Thursday, August 28, 2008

Art For Art's Sake, Money For The Poor's Sake

Is it just me or was there a dichotomy in the BBC News this morning. Apparently if you live in the east end of Glasgow there’s a good chance that your life expectancy will be twenty eight years less than in more affluent parts of Britain. Here the average male life expectancy of 54 years. According to a local GP. "In Abercromby Street, where my practice is, the average male life expectancy is about 53 years old. There is a high incidence of mental illness like depression, which leads to a number of organic problems. One of the postal sectors here has the lowest income in the UK. That means people have less money to spend on basics like food, clothes and travel to work. It's not surprising that we see more cases of heart disease, stroke, diabetes, asthma and bronchitis than areas like Lenzie." According to the GP the reasons behind the deep-rooted health problems in Calton were numerous and complex but poverty played a major part.

Meanwhile in the same news bulletin, and far higher up the BBC’s news agenda, it was announced that there is a deadline of 31 December to complete the sale of some paintings by Titian that have been on loan to the nation by the Duke of Sutherland since 1945. According to the artist Lucian Freud these are "simply the most beautiful pictures in the world". They are being offered by the Sutherlands at a price far below their market value, estimated to be in excess of £300m The fundraising resources of the National Gallery in London and the National Galleries of Scotland will be tested to “breaking point” because their combined annual budget for new acquisitions is about £4.m, meaning they must seek the bulk of the required cash elsewhere.

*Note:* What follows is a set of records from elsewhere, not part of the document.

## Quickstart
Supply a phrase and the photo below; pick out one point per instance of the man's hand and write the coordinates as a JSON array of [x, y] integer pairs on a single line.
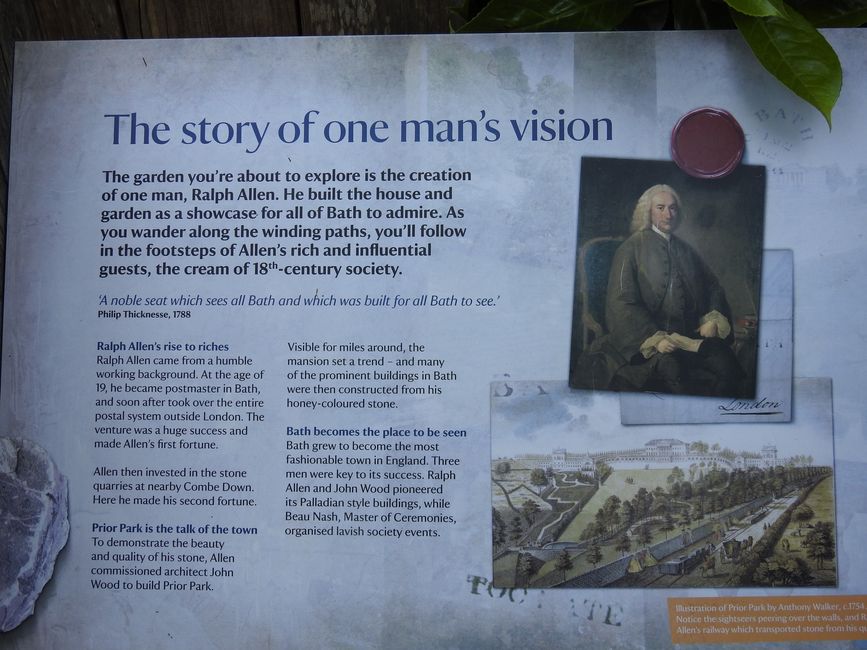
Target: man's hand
[[665, 346], [709, 330]]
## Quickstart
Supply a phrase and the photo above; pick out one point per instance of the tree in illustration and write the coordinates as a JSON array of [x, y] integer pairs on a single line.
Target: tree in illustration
[[498, 527], [624, 545], [781, 572], [803, 513], [667, 524], [820, 543], [564, 563], [516, 529], [538, 478], [529, 510], [526, 567], [594, 556], [644, 534]]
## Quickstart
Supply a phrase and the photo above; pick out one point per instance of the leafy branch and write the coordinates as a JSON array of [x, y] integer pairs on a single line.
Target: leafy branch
[[782, 35]]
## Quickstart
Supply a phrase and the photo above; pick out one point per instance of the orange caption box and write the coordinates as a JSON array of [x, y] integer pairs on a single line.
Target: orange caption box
[[745, 620]]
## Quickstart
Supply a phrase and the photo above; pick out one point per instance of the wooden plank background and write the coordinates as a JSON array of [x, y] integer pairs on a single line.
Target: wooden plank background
[[45, 20]]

according to news reports it is likely the Treasury will be approached for a special grant, along with applications to private donors, lottery funds and the Scottish government. But the Department for Culture, Media and Sport said already it recognised the "national importance" of the paintings but added: "There simply isn't a pot of gold that can be magically drawn upon."

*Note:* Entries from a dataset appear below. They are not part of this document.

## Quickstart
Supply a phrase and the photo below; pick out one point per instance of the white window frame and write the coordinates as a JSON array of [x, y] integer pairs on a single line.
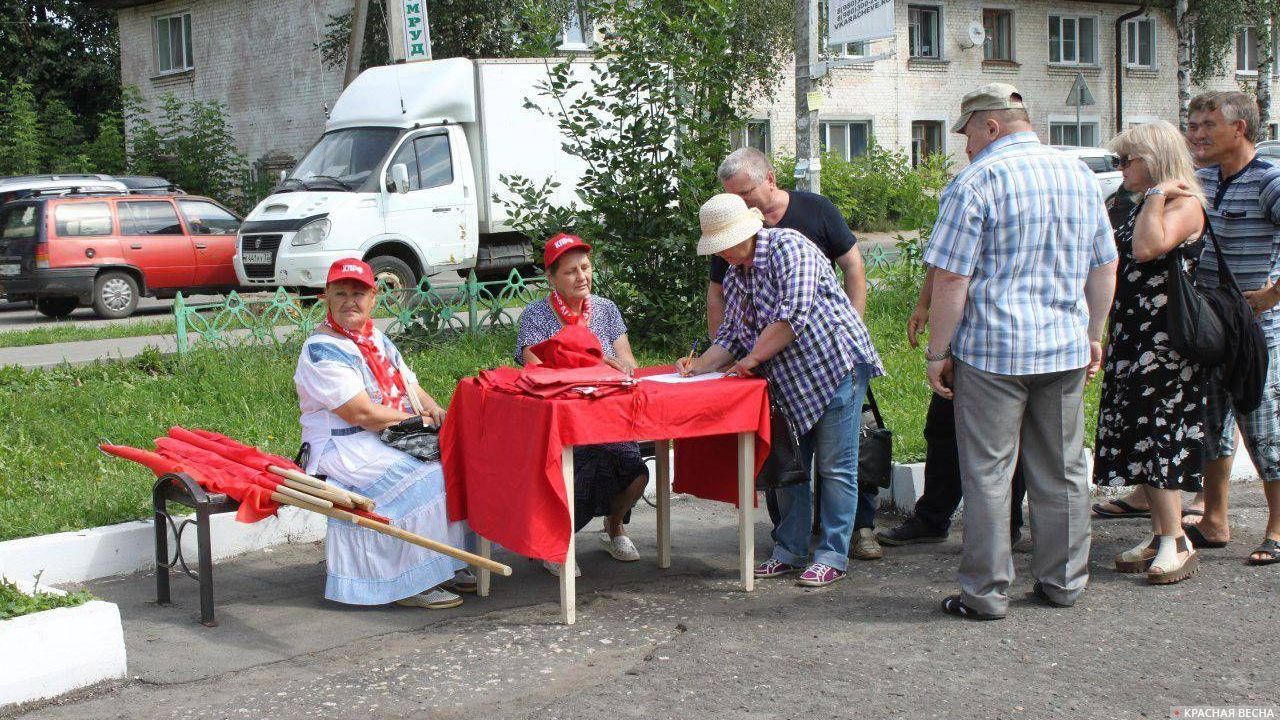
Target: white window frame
[[1013, 35], [1132, 33], [576, 33], [824, 133], [188, 54], [1069, 121], [1077, 19], [912, 30]]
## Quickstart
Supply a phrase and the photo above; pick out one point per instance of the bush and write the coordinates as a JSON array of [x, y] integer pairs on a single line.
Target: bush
[[880, 191]]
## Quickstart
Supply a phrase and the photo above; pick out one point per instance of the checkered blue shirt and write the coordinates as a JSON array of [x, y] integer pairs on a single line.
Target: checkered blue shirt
[[791, 279], [1025, 223]]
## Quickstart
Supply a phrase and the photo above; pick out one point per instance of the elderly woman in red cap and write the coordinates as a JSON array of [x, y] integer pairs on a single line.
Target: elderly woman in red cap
[[353, 383], [609, 478]]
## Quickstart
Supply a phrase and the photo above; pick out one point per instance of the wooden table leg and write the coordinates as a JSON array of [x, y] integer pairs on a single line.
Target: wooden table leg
[[568, 589], [485, 550], [745, 507]]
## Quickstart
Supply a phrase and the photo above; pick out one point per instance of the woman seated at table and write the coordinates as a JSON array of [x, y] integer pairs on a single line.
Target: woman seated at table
[[607, 478], [352, 383]]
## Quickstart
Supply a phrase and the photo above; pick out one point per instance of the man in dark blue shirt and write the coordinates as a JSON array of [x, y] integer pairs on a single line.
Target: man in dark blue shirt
[[749, 174]]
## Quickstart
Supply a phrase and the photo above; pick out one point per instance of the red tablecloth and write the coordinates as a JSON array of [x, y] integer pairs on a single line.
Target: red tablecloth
[[502, 452]]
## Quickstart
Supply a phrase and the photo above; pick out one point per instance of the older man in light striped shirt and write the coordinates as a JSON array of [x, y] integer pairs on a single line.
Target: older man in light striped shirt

Now to my mind if a penny of public money is spent on these paintings it is a travesty – and somehow don’t you just know it will? I fully subscribe to the notion that art and culture are vital to the well being of a country but does it override the need to spend money to save lives? What if it were some despotic African country that had tremendous health problems and the leaders of that country were spending money on Mercedes limos rather than on health care, would we not be outraged? Can anybody tell me the difference? It’s not just a case of - well it comes from a different budget. In any business if one part of the business is failing then budget is likely to be switched from an area that needs it less.

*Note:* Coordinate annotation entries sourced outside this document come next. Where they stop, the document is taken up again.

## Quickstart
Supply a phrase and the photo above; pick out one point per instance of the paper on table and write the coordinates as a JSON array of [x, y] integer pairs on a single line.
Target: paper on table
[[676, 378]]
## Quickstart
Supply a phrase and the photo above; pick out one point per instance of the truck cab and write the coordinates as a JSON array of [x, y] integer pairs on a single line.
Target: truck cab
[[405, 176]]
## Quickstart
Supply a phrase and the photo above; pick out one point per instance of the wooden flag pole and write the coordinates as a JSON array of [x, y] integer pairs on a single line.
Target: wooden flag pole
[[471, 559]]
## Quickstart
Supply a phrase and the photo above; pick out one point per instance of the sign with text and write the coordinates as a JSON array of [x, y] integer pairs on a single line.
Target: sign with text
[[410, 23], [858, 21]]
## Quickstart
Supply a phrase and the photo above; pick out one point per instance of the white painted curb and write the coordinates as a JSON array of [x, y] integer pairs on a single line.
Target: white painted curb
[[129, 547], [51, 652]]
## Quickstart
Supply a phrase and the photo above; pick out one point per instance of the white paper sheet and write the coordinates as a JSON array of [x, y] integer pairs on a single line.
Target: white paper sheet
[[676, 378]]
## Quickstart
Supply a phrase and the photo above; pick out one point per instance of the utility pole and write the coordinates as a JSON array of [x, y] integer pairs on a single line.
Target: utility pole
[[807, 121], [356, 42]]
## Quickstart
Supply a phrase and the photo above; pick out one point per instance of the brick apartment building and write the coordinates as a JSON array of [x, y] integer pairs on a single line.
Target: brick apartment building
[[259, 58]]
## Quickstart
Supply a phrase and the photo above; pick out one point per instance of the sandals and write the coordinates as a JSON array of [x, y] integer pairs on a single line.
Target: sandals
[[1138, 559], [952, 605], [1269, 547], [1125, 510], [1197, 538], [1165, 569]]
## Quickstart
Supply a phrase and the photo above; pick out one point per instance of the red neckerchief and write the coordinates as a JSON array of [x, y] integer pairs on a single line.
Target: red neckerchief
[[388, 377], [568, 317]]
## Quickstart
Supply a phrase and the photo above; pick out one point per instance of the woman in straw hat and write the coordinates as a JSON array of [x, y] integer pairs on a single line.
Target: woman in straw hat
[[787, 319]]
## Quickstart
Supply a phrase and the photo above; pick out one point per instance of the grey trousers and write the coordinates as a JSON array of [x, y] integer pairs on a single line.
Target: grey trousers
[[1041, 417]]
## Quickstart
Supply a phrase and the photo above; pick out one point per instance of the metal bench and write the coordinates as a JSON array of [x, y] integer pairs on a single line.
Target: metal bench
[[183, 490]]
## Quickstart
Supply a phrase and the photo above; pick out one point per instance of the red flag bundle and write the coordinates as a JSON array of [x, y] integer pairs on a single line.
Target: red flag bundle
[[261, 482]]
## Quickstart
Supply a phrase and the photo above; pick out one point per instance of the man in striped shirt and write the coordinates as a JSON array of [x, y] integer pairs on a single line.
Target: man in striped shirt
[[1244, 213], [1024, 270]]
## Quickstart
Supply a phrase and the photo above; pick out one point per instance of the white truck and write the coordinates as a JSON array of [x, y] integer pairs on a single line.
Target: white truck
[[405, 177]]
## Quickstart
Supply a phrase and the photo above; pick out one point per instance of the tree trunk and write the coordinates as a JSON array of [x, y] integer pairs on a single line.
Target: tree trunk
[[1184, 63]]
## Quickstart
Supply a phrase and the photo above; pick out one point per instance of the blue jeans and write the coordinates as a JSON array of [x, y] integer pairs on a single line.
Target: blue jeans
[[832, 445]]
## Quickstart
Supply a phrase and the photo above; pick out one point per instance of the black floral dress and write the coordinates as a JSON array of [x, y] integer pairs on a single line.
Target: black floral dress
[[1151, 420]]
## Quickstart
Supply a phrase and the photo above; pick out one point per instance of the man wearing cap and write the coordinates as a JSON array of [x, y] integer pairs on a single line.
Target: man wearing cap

According to the 7th Duke of Sutherland the time had come to finally reap the reward of his ancestor's aesthetic and financial acumen by offering the two Titian paintings to the nation for a combined total of £100m. Well it’s got bugger all to do with his efforts that he is potentially in line for £100 m. If the Scottish Government spends a penny on these pictures then they are failing in their duty of care to the people. If the government in London thinks it is such a good idea then let them spend the money and the paintings can head south for display. We should put the money where it matters and hope Gordon Brown is true to his word. “We will be judged on how we deliver the resources to prove that making poverty history was not a passing fashion.”


Dragonstar said...

They'll do it though. They'll raise the money somehow and buy those paintings. After all, the paintings will last forever, and who cares about the poor? If they all die off the country will be able to save on Social Welfare payments.
I wonder how much (in modern terms) Titian was paid for these paintings.

Anonymous said...

The irony struck me too Richard as one article virtually followed the other on the news.
The first Duke of Sutherland was responsible for evicting thousands of families from their homes as part of the highland clearances which made him an even richer man. Nice to see the seventh duke is carrying on in the family traditions.
The Dukes of Sutherland. Rich bastards making money from the poor since 1833.